What to Do About Us

Rev. Dr. DeWayne L. Davis

This Week at Plymouth, January 19, 2024

What is happening around us is a reflection of us.”

—Danté Stewart

A few years ago, I was a big fan of a primetime show, This Is Us. The show was novel in that it told the story of a family nonlinearly, following three decades of the life of the parents and their three children from birth to adulthood through flashbacks, backstories, and recollections of past events and feelings. In each episode, regardless of the issue, event, or life milestone that occurred in the present, we would get a view of all that happened to each of them in each decade that led up to what was occurring presently. The purpose was to get more than just a complete treatment of the drama. It was also to go on the journey of discovery, understanding, and growth of the family as they sought to be more of a family. In this family, we saw honest wrestling and reckoning with failure, disappointment, and pain to become a better “us.”

In a recent social media post, the writer Danté Stewart lamented that too many of us have not confronted the role our apathy and indifference have played in the current political and cultural environment in “erasing others, weaponizing grief, and empowering misinformation and polarization.” My first reaction was defensive, protesting that I hadn’t been apathetic, disinterested, or indifferent to injustice. But as soon as I stopped defending myself, I realized how often I inadvertently protest a reckoning and wrestling with particular identities and with the truth about where I am located: I’m not that kind of an American. I’m not a Christian like them. How often have we hidden behind the separation of church and state and inadvertently allowed a rigid, life-distorting Christianity to prevail in the public square? How often have we distanced ourselves from our nation’s historic failures and present mistakes? How often have we critiqued and dissented without fully appreciating that those people and policies with which we disagree are possibly a reflection of our failure to speak up, get involved, or lift a hand earlier?
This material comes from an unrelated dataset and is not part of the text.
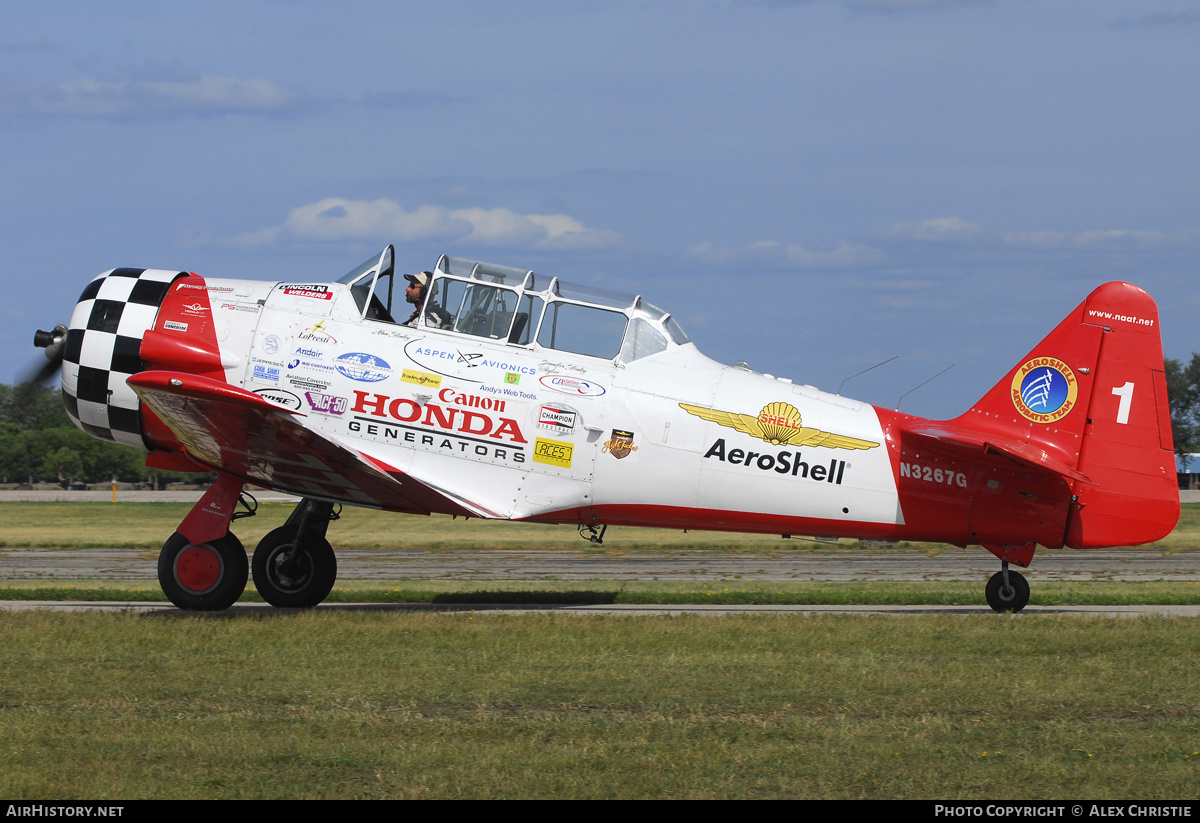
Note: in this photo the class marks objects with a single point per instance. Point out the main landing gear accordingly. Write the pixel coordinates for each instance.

I grieve the state of our nation, including the weakening of our democracy; the extrajudicial killings of Black people by law enforcement; political radicalization, polarization, and violence; the persecution and tormenting of immigrants; and the indifference to and criminalization of poverty. And yet, this is us. Now, what do we do about us? Perhaps our spiritual and prophetic engagement with our neighbors and policymakers about these issues should include an honest reckoning with what this nation is and has become, which reflects choices, practices, and failures that we’d rather not see or confront. Let’s face it all and get on with the work of confession, repentance, and repair. The wisdom of Proverbs assures us that “surely there is a future, and your hope will not be cut off.” Let’s work on being a better “us.” May it be so.